With self-publishing so easy that now even a lazy hack like me can do it, a lot of the old arguments for seeking the traditional route have moved to the wayside. Why should authors send off their efforts, or at least send queries about the possibility of sending off their efforts, when they can hit "Presto Change-O Publish-O" on their keyboards and immediately join the ranks of Stephen King and Dan Brown and Mary Higgins Clark?
You can self-publish, get the same playing field at Amazon and B&N as most publishers get (one Web page per book), and then do your own promotion, which most authors end up doing anyway. You get more of the money in most cases. Plus, if you're truly timid, you don't have to face rejection. At least until somebody accidentally buys your poorly edited jumble of alphabet and demands a refund. Alternately, if you're assuming you're too (fill in the blank--"extreme, controversial, daring, literate, good-looking, intelligent, Billy Bob Thorntonish") for the mainstream publishing industry, then go ahead and lulu createspace kindle your way to fame and fortune and giving your momma something to brag about during bridge.

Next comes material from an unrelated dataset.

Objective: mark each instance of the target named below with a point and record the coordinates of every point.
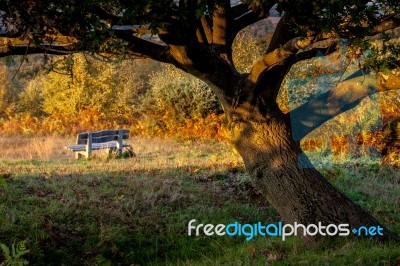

The reality is, getting accepted by a major agent or editor is darned hard, takes lots of work, and requires much luck. You have to be not only good but better than the thousands of other merely "good" writers. You have to not only land on the right desk, you have to do it at the right time with the right project. And even if you beat the odds and get accepted, then the real battle begins. Because thousands of writers are pushing from behind, and thousands of great writers ahead of you are pushing you off the shelves. Given all that, it makes perfect sense to slap up an e-book, or cram fodder through a print-on-demand press.
But you know what? The hard way's still worth it. It's a dream that's almost impossible to reach. In other words, the kind of dream worth having. But what do I know? I only have about 700 rejection slips and eight books out there killing trees. It's worth it.